Since the presentation of the first draft of the AI Act by the European Commission in April 2021, the AI Act has taken shape and undergone quite some changes. The main developments in the proposed regulation are the following:
- The definition of ‘AI systems’, which determines the scope of applicability of the AI Act, has been narrowed down to systems developed through machine learning approaches and logic- and knowledge-based approaches. Compared to the original proposal including a list of technlogies to be considered as AI technologies in an annex, this approach seems leaner and more tailored approach to distinguish between other software and artificial intelligence at first. By comparing the original Annex I of technologies and the newly included recitals broadly describing the understanding of the legislator in relation to machine learnging and logic- and knowledge-based approaches, only statistical methods and search, estimation and optimization methods were excluded from the scope of AI technologies.
- Prohibited AI practices have been extended to include private actors using AI for social scoring. Also, the provision prohibiting the use of AI systems that exploit the vulnerabilities of a specific group of persons now also covers persons who are vulnerable due to their social or economic situation. With regard to the highly sensitive field of prohibiting the use real-time biometric identification for law enforcement purposes, the requirements for an exemption are now laid down in more detail. The paragraph on real time biometric identification for law enforcement now rather reads like a legal basis for application, rather than a firm prohibition.

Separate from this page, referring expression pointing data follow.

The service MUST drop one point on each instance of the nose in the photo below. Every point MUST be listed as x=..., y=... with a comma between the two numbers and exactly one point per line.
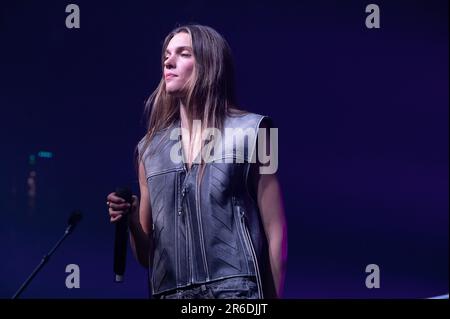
x=170, y=62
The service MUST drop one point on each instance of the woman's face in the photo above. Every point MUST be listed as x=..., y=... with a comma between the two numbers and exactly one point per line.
x=178, y=64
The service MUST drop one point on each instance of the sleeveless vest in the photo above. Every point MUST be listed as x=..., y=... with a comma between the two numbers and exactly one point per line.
x=211, y=231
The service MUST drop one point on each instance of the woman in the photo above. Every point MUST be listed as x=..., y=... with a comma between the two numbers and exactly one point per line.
x=208, y=224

- Regarding the classification of AI systems as high-risk, a horizontal layer was added on top of the high-risk classification, to ensure that AI systems that are not likely to cause serious fundamental rights violations or other significant risks are not captured. As regards the high-risk categories in Annex III, three categories have been deleted (deep fake detection by law enforcement authorities, crime analytics, verification of the authenticity of travel documents), two categories have been added (critical digital infrastructure and life and health insurance) and others have been fine-tuned. Also, the requirements for high-risk AI systems have been clarified and adjusted, in particular taking into account different roles in the software supply chain.
- General purpose AI has been included in the scope of the AI Act. General purpose AI, which may be used as high risk AI system or as a component thereof, shall need to fulfill certain requirements for high-risk AI systems. How the requirements of high-risk AI systems are translated to general purpose AI is however currently open and shall be further specified by an implementing act.
For more details, we have included the reference to the press release of the Council of the European Union. Also, we will share our more detailed evaluation of the current status of the AI Act and its implications on the AI community and society via our website and keep you updated on the progress.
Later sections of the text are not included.